TRE PIANI DI INTERVENTO

Credo che quello che noi europei dobbiamo fare non deve prescindere da quello che pensiamo sia l’impatto su Israele. Quello che dobbiamo fare come europei deve essere il riflesso di chi siamo e di quello che crediamo riguardo la regione. Le possibili mosse sono in tre categorie diverse. Si ha la classica mossa in risposta di un’annessione, che abbiamo visto nel caso della Crimea: le sanzioni. Il caso della Crimea conferma il fatto che quando vogliamo sappiamo imporre sanzioni non soltanto a Paesi piccoli, insignificanti e deboli, ma anche a Paesi abbastanza significanti e strategici per l’Europa. È una possibilità che ad oggi sembra remota, ma poi sono le circostanze che rendono qualcosa di impossibile possibile. Nel caso della Crimea c’era stato l’abbattimento del volo RH17 della Malaysia Airlines che ha reso tutto d’un tratto possibile l’impossibile. In questo caso, le circostanze specifiche dell’annessione potrebbero rendere delle circostanze restrittive come le sanzioni, che ad oggi sembrano improbabili, probabili se non possibili.

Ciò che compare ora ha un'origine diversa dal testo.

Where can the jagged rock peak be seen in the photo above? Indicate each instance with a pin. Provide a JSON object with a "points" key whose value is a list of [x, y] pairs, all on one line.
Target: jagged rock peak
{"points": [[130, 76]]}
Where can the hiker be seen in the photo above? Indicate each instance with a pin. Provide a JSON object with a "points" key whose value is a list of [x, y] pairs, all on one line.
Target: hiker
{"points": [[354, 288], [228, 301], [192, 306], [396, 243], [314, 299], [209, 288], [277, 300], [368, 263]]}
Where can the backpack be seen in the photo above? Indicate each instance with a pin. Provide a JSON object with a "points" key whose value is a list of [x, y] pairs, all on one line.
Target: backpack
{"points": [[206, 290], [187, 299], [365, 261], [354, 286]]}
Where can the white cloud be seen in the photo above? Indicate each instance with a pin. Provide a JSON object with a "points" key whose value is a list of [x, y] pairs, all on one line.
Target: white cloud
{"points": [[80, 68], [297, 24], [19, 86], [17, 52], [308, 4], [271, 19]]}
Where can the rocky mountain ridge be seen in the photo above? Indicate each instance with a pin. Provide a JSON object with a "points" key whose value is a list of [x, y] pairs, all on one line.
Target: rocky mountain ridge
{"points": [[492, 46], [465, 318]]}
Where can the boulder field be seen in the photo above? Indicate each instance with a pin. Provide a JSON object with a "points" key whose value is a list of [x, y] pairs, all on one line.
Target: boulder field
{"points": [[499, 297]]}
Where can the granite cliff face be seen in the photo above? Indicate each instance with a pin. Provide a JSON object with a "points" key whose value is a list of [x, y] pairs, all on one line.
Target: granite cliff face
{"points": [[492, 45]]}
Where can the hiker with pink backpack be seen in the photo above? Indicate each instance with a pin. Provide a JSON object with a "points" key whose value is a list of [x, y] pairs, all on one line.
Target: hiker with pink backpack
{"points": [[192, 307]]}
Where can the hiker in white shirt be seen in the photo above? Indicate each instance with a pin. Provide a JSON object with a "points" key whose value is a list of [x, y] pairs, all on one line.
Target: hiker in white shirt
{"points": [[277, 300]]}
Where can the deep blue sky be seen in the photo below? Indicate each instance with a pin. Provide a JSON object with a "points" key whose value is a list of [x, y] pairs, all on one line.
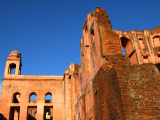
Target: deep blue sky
{"points": [[48, 32]]}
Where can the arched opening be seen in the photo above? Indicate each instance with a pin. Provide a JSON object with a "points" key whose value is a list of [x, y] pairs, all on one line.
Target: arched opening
{"points": [[14, 113], [12, 68], [16, 97], [126, 44], [156, 40], [141, 43], [48, 97], [87, 55], [124, 51], [33, 98], [145, 59], [32, 113], [92, 35]]}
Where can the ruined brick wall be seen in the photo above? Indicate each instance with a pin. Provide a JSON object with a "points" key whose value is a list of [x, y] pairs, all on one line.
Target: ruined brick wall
{"points": [[145, 45], [107, 89], [126, 91]]}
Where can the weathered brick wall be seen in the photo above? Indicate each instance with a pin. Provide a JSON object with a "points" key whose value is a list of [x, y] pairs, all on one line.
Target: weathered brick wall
{"points": [[124, 91]]}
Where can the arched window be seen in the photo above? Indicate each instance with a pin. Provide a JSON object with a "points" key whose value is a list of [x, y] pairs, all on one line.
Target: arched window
{"points": [[156, 40], [12, 68], [35, 114], [48, 97], [141, 43], [33, 98], [145, 59], [124, 51], [16, 97], [126, 43]]}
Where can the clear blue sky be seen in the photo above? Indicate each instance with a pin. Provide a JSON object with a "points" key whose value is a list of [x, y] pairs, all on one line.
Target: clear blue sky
{"points": [[48, 32]]}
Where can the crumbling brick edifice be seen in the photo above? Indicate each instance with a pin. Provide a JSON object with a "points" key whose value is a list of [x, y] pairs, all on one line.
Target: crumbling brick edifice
{"points": [[107, 86]]}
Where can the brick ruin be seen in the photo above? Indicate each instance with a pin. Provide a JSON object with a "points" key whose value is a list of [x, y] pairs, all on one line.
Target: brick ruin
{"points": [[107, 86]]}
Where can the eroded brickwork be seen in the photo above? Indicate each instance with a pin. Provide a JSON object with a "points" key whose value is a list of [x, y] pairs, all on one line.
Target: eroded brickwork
{"points": [[107, 86]]}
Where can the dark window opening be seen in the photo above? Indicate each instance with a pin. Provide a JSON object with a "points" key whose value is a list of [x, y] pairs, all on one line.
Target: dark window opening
{"points": [[16, 97], [12, 68], [32, 113], [33, 98], [14, 113], [124, 51], [48, 113], [48, 98]]}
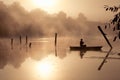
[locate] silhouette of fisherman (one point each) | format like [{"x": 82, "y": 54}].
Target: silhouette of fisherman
[{"x": 82, "y": 45}]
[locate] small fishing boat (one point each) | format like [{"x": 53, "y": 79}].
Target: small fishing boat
[{"x": 87, "y": 48}]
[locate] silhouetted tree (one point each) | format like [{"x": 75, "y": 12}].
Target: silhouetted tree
[{"x": 115, "y": 22}]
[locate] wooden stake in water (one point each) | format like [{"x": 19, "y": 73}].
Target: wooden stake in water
[
  {"x": 55, "y": 44},
  {"x": 104, "y": 60}
]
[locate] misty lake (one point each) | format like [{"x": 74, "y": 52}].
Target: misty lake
[{"x": 40, "y": 63}]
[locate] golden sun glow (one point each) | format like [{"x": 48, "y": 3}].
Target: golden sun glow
[{"x": 45, "y": 4}]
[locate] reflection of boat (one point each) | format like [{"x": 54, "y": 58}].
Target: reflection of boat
[{"x": 88, "y": 48}]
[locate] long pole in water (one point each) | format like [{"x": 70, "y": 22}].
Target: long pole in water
[
  {"x": 55, "y": 44},
  {"x": 104, "y": 60}
]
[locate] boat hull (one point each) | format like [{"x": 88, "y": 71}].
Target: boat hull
[{"x": 89, "y": 48}]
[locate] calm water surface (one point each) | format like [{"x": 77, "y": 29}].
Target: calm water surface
[{"x": 40, "y": 63}]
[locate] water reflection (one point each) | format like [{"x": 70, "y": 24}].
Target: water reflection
[{"x": 19, "y": 64}]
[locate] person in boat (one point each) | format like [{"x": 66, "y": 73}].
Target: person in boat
[
  {"x": 82, "y": 43},
  {"x": 83, "y": 50}
]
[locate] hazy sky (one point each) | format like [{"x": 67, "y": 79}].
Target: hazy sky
[{"x": 93, "y": 9}]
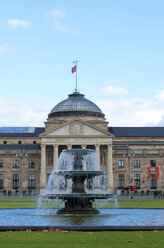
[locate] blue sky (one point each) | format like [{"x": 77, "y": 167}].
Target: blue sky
[{"x": 119, "y": 45}]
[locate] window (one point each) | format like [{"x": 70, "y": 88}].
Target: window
[
  {"x": 153, "y": 181},
  {"x": 137, "y": 181},
  {"x": 152, "y": 163},
  {"x": 31, "y": 164},
  {"x": 121, "y": 181},
  {"x": 137, "y": 163},
  {"x": 15, "y": 163},
  {"x": 15, "y": 181},
  {"x": 121, "y": 163},
  {"x": 31, "y": 181},
  {"x": 1, "y": 163},
  {"x": 1, "y": 181}
]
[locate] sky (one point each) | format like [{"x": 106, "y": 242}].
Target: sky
[{"x": 119, "y": 45}]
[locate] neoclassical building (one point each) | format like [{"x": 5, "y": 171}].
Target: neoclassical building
[{"x": 126, "y": 154}]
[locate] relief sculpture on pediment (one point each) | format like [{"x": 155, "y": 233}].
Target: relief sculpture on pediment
[{"x": 76, "y": 128}]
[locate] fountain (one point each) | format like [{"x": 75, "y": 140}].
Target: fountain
[{"x": 77, "y": 182}]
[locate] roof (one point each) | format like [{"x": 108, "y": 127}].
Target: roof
[
  {"x": 21, "y": 131},
  {"x": 137, "y": 131},
  {"x": 76, "y": 103}
]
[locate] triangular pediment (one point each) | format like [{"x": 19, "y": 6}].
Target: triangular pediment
[{"x": 77, "y": 128}]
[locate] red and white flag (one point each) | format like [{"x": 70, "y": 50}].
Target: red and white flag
[
  {"x": 157, "y": 172},
  {"x": 74, "y": 69},
  {"x": 149, "y": 173}
]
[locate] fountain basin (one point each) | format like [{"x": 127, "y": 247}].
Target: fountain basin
[{"x": 107, "y": 219}]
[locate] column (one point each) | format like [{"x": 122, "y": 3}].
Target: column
[
  {"x": 109, "y": 168},
  {"x": 43, "y": 175},
  {"x": 83, "y": 146},
  {"x": 98, "y": 156},
  {"x": 56, "y": 154}
]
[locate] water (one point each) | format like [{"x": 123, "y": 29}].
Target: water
[
  {"x": 77, "y": 181},
  {"x": 107, "y": 217}
]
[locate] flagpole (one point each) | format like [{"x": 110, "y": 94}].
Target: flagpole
[{"x": 75, "y": 62}]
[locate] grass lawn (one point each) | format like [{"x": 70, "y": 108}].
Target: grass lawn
[
  {"x": 122, "y": 203},
  {"x": 142, "y": 239}
]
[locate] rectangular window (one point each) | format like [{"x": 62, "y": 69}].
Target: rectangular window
[
  {"x": 153, "y": 181},
  {"x": 121, "y": 181},
  {"x": 15, "y": 163},
  {"x": 121, "y": 163},
  {"x": 1, "y": 163},
  {"x": 15, "y": 181},
  {"x": 152, "y": 163},
  {"x": 1, "y": 181},
  {"x": 137, "y": 163},
  {"x": 31, "y": 181},
  {"x": 31, "y": 164},
  {"x": 137, "y": 181}
]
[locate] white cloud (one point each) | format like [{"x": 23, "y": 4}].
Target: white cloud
[
  {"x": 4, "y": 49},
  {"x": 15, "y": 23},
  {"x": 135, "y": 112},
  {"x": 22, "y": 114},
  {"x": 160, "y": 95},
  {"x": 110, "y": 90},
  {"x": 58, "y": 15}
]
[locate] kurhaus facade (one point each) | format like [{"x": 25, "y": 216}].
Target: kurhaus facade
[{"x": 29, "y": 154}]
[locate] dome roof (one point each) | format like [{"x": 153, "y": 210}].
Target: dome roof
[{"x": 76, "y": 104}]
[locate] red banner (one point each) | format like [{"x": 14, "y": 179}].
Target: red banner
[
  {"x": 149, "y": 175},
  {"x": 157, "y": 172},
  {"x": 74, "y": 69}
]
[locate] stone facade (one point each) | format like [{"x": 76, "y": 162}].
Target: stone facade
[{"x": 27, "y": 159}]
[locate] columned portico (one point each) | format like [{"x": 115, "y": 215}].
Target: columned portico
[
  {"x": 43, "y": 168},
  {"x": 88, "y": 136}
]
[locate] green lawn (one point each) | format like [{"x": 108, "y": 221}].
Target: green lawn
[
  {"x": 122, "y": 203},
  {"x": 82, "y": 239}
]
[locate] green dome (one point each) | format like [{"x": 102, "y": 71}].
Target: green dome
[{"x": 76, "y": 104}]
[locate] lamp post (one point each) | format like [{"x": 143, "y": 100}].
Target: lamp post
[
  {"x": 21, "y": 154},
  {"x": 130, "y": 153}
]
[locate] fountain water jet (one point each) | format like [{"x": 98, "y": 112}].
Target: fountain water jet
[{"x": 77, "y": 182}]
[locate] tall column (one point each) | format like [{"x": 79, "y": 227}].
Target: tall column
[
  {"x": 109, "y": 168},
  {"x": 83, "y": 146},
  {"x": 56, "y": 154},
  {"x": 43, "y": 175},
  {"x": 98, "y": 156}
]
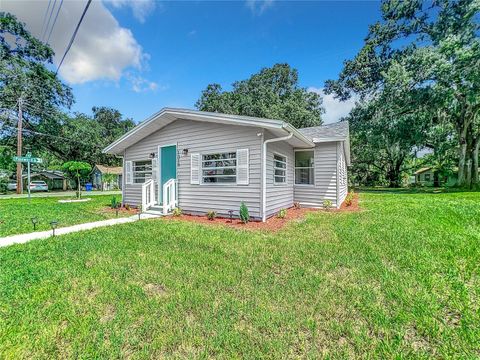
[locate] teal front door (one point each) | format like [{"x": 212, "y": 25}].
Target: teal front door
[{"x": 168, "y": 166}]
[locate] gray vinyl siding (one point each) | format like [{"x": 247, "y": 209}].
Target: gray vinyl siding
[
  {"x": 279, "y": 195},
  {"x": 342, "y": 182},
  {"x": 203, "y": 137},
  {"x": 325, "y": 163}
]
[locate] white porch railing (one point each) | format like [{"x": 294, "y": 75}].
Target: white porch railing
[
  {"x": 148, "y": 194},
  {"x": 169, "y": 195}
]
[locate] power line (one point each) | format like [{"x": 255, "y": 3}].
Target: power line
[
  {"x": 45, "y": 16},
  {"x": 74, "y": 35},
  {"x": 49, "y": 18},
  {"x": 54, "y": 21}
]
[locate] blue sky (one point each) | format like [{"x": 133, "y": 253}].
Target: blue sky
[{"x": 174, "y": 49}]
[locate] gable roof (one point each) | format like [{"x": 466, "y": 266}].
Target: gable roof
[
  {"x": 329, "y": 132},
  {"x": 338, "y": 131},
  {"x": 116, "y": 170},
  {"x": 422, "y": 170},
  {"x": 169, "y": 115}
]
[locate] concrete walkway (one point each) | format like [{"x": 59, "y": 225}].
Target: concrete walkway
[
  {"x": 60, "y": 194},
  {"x": 23, "y": 238}
]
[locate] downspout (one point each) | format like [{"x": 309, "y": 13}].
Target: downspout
[{"x": 264, "y": 169}]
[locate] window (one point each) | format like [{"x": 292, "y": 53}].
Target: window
[
  {"x": 219, "y": 168},
  {"x": 279, "y": 169},
  {"x": 142, "y": 171},
  {"x": 304, "y": 174}
]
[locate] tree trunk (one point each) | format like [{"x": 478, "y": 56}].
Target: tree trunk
[
  {"x": 461, "y": 180},
  {"x": 476, "y": 148}
]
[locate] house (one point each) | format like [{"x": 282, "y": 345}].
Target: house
[
  {"x": 429, "y": 176},
  {"x": 201, "y": 161},
  {"x": 107, "y": 177}
]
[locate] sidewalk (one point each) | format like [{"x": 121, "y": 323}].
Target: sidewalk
[{"x": 23, "y": 238}]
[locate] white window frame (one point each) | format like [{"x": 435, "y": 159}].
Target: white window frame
[
  {"x": 202, "y": 168},
  {"x": 275, "y": 182},
  {"x": 295, "y": 167},
  {"x": 134, "y": 162}
]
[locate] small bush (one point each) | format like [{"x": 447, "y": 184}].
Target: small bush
[
  {"x": 349, "y": 198},
  {"x": 211, "y": 215},
  {"x": 327, "y": 204},
  {"x": 244, "y": 215},
  {"x": 282, "y": 214}
]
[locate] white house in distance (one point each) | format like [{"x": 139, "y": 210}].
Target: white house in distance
[{"x": 202, "y": 161}]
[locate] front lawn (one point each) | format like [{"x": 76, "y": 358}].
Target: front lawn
[
  {"x": 399, "y": 279},
  {"x": 16, "y": 214}
]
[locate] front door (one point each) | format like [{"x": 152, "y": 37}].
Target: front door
[{"x": 168, "y": 166}]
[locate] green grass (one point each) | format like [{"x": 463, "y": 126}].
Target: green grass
[
  {"x": 16, "y": 214},
  {"x": 400, "y": 279}
]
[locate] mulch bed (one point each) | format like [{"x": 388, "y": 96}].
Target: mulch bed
[
  {"x": 121, "y": 211},
  {"x": 272, "y": 224}
]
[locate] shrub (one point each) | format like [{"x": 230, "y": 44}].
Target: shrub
[
  {"x": 211, "y": 215},
  {"x": 114, "y": 204},
  {"x": 349, "y": 198},
  {"x": 244, "y": 215},
  {"x": 282, "y": 213},
  {"x": 327, "y": 204}
]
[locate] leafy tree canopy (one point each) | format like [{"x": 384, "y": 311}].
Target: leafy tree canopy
[{"x": 271, "y": 93}]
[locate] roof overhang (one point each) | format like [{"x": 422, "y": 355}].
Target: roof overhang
[{"x": 168, "y": 115}]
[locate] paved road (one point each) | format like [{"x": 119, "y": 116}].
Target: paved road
[{"x": 59, "y": 194}]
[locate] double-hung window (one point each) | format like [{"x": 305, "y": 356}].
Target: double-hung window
[
  {"x": 304, "y": 167},
  {"x": 279, "y": 169},
  {"x": 219, "y": 168},
  {"x": 142, "y": 171}
]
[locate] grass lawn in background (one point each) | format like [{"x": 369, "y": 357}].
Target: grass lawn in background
[
  {"x": 16, "y": 214},
  {"x": 399, "y": 279}
]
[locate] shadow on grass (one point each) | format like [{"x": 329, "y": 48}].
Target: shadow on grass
[{"x": 412, "y": 190}]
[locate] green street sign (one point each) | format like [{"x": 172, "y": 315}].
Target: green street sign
[{"x": 27, "y": 159}]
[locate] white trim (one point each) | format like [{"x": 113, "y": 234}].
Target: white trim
[
  {"x": 264, "y": 171},
  {"x": 304, "y": 167},
  {"x": 285, "y": 183}
]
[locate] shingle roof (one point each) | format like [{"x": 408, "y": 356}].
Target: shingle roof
[
  {"x": 116, "y": 170},
  {"x": 336, "y": 130}
]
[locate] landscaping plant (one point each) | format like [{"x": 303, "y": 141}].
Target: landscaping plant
[
  {"x": 211, "y": 215},
  {"x": 244, "y": 214}
]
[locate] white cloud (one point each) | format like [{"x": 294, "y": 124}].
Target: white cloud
[
  {"x": 139, "y": 84},
  {"x": 258, "y": 7},
  {"x": 334, "y": 109},
  {"x": 102, "y": 50},
  {"x": 140, "y": 8}
]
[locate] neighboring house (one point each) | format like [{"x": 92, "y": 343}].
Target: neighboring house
[
  {"x": 102, "y": 182},
  {"x": 55, "y": 179},
  {"x": 201, "y": 161},
  {"x": 428, "y": 176}
]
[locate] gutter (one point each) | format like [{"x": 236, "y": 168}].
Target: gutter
[{"x": 264, "y": 167}]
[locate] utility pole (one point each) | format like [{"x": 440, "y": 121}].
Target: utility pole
[{"x": 19, "y": 147}]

La seconda categoria di azione è più sul piano politico. Ci potrebbe essere una catena di riconoscimento da parte di vari Stati membri: già nove hanno riconosciuto l’esistenza dello Stato palestinese e ce ne potrebbero essere altri. A mio avviso, questo è qualcosa di poco significativo, che ci potrebbe far sentire gratificati, ma che ha poco significato politicamente. Ci potrebbe essere una sospensione degli aiuti finanziari all’Autorità nazionale palestinese. Al contrario di quanto si crede, questa, in realtà, sarebbe una “punizione” a Israele e non ai palestinesi, perché i fondi europei all’autorità palestinese hanno contribuito al radicamento dell’occupazione e pagato i costi dell’occupazione per Israele. L’idea della sospensione di aiuti finanziari, all’Autorità palestinese e non ai palestinesi, potrebbe quindi essere un’altra possibile via.

Una terza, che secondo me dovrebbe essere intrapresa a prescindere: la via legale. Ritornando sull’argomento dell’annessione significativa soltanto se vista come punto in un percorso, sappiamo che ci sono una serie di accordi di cooperazione tra l’Unione europea e Israele. Questi accordi, come qualunque accordo di cooperazione, riguardano un territorio specifico, quindi quello riconosciuto dall’Unione europea. Io interagisco con te all’interno di confini così come io li conosco. Queste forme di cooperazione, che si traducono nell’elargire benefici alla controparte, come l’eliminazione di dazi, la cooperazione in materia giudiziaria o fondi per la ricerca, devono essere un supporto che si limita al territorio di Israele stesso. Questa cosa, dalla comunità di esperti e non solo, viene definita “agenda sulla differenziazione”, ovvero differenziare il trattamento da parte dell’Unione europea tra l’Israele riconosciuta all’interno dei confini del ’67 e i territori occupati o annessi. Rinvigorire quest’agenda sulla differenziazione è un’altra possibile via che, ripeto, dovrebbe e probabilmente sarà intrapresa a prescindere se l’annessione avviene o meno.